SUBSCRIBERS EXCLUSIVE
The President once again questioned the interest rate applied by the IMF to Argentina. He shared a dinner with the leaders of Chile and Ecuador, with whom he has just starred in a diplomatic conflict.
In the G20, in Rome and in the G7, in Germany. Also at the UN headquarters in New York or at Celac, in Buenos Aires. For more than two years Alberto Fernández has insisted on every international forum that he visits to claim for a “new international financial architecture” and against the surcharges paid by emerging and indebted countries like Argentina. The XXVIII Ibero-American Summit of Heads of State and Government in Santo Domingo was no exception.
In the convention center where the meeting took place, in the capital of the Dominican Republic, just 150 meters from the Caribbean Sea, Fernández renewed its request for the IMF to eliminate the surcharges and this time he did not deprive himself -as a good part of his coalition does- of question the credit agency in harsh terms.
“The rates and surcharges that the International Monetary Fund imposes on indebted countries they are abusive. That reality collides with that international financial architecture, which I already questioned before,” said the President, who spoke in third place, after Ecuadorian Guillermo Lasso, with whom he has just starred in a high-voltage diplomatic exchange.
The President alluded to the recent shocks in the financial system in Silicon Valley; USA; and in Switzerland. “The central world that passively allows these bubbles to inflate, runs to the aid of the “system” before the explosion so that the domino effect that we have already experienced fifteen years ago does not appear again (…) The current financial system does not have to be helped anymore. We must drastically change it,” he said in the 6-page speech in which he worked with Foreign Minister Santiago Cafiero.
The Government wanted a claim on the need for a new financial architecture to be included in the final document of the speech. It was not possible.
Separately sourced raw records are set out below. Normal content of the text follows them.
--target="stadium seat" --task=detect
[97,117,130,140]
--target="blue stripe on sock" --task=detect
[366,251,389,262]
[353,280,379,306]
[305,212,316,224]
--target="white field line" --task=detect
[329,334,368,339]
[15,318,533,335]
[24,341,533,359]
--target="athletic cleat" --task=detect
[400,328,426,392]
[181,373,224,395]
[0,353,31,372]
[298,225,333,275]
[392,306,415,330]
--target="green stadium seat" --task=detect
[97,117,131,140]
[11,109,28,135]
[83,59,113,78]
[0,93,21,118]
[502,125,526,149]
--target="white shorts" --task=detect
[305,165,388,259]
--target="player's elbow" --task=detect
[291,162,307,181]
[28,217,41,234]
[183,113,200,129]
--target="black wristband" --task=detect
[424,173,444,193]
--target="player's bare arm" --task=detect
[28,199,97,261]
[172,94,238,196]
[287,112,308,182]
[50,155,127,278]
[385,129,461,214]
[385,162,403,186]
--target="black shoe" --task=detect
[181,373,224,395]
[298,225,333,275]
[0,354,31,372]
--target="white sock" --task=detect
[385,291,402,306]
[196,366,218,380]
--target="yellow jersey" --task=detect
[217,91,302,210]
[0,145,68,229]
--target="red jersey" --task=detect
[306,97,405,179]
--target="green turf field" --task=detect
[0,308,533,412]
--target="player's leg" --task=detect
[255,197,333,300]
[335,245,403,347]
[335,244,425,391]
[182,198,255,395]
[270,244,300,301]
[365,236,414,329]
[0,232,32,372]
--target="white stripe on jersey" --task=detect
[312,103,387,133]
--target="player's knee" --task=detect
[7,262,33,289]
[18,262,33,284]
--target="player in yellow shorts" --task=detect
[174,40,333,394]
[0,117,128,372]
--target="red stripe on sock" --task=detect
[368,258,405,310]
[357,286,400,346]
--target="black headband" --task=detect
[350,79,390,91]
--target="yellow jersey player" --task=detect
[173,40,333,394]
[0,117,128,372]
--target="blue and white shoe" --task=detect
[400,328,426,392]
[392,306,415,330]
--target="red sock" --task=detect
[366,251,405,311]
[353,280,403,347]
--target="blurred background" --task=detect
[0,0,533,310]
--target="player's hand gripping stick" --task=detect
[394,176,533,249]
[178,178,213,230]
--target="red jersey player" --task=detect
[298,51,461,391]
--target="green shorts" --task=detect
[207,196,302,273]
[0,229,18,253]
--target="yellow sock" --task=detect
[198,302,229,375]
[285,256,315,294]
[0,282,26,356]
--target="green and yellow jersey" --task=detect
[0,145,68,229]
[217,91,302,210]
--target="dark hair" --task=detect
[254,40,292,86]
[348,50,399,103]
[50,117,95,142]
It collided with the dynamics of an organism that defines by consensus instead of majorities.
The final document that was discussed for months and endorsed by the bloc’s 19 heads of state and government did not mention Russia or Ukraine in any of its 11 pages, much less the invasion.
In the corridors of the Hotel El Embajador where the bulk of the international leaders were staying, they pointed out that Venezuela, Cuba and Nicaragua they definitively blocked that possibility. The pressure from Spain and Portugal was not enough so far to impose their vision in the first face-to-face summit since the pandemic. Fernández did refer in his speech, without euphemisms, to the “Russian invasion” in Ukraine.
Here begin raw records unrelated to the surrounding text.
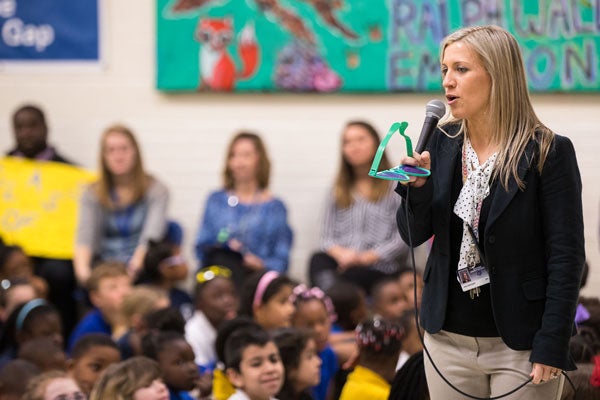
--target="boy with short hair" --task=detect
[371,276,409,319]
[224,328,285,400]
[68,261,131,353]
[67,333,121,396]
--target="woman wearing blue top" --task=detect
[73,125,169,285]
[196,132,292,287]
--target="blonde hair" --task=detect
[333,121,391,209]
[223,132,271,190]
[89,356,161,400]
[440,25,554,189]
[22,370,74,400]
[93,124,152,208]
[121,285,169,321]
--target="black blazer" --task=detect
[396,127,585,370]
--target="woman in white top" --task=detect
[310,121,406,293]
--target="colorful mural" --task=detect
[157,0,600,92]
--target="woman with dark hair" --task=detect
[73,125,169,286]
[310,121,406,293]
[196,132,292,288]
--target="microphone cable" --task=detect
[404,184,577,400]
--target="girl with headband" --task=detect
[239,271,295,330]
[0,299,64,369]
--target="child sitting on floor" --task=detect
[225,329,285,400]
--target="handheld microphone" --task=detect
[415,99,446,154]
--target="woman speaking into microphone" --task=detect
[397,26,585,400]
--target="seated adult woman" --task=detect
[73,125,169,285]
[310,121,407,293]
[196,132,292,288]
For the president of the Spanish government Pedro Sanchez that landed in Santo Domingo minutes after the President and a day after King Felipe VI, represented a setback. The Spanish head of government – who met this Saturday morning with Fernández and the representative of the European Union Joseph Borrell– is one of the most categorical European leaders when it comes to condemning Russia’s responsibility in the first war on the old continent in 70 years.
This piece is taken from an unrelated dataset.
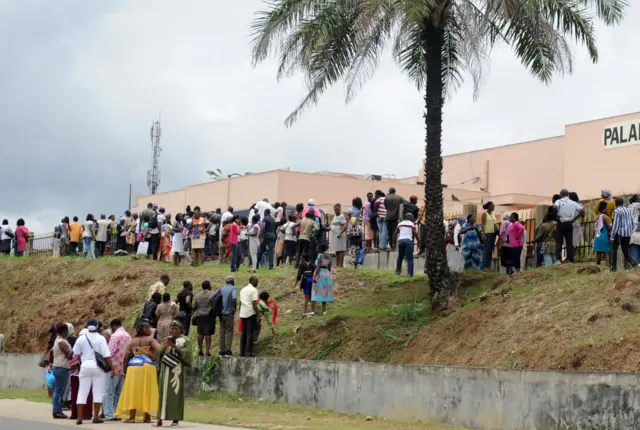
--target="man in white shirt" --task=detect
[554,190,584,264]
[240,276,258,357]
In the Argentine Foreign Ministry they recognize that the absences of the Brazilian Lula, who had to travel to China (but finally suspended due to pneumonia) and the Mexican president Andres Manuel Lopez Obrador “devalued” the Summit. The Nicaraguan Daniel Ortega also hit the foul, like the controversial Salvadoran executive Nayib Bukele. The Venezuelan Nicolás Maduro accused a case of covid-19 at the last moment..
The final document, somewhat laundered for Argentine officials, is a kind of declaration of good intentions to ensure the sustainable development of the region after the pandemic. One of the axes of the document and of the entire meeting revolved around actions to mitigate climate change. The President, in his speech, insisted on the need for urgent actions and gave as an example the environmental, social and fiscal consequences of the drought that Argentina is going through.
Argentina, however, scored a partial diplomatic victory: it managed to get the leaders of the Summit to issue a special communication on Malvinas in which they urge the parties to return to the negotiating table. “It was our greatest achievement”, they were honest in the national delegation. It is not the first time that the Summit has ruled on the matter. The President thanked him in his presentation.
The relationship with the Ecuadorian Lasso remained cold and distant, according to the description of the delegation. The Chilean Gabriel Boric, on the other hand, invited Fernández to the trans-Andean country to celebrate the 205th anniversary of the battle of Maipú.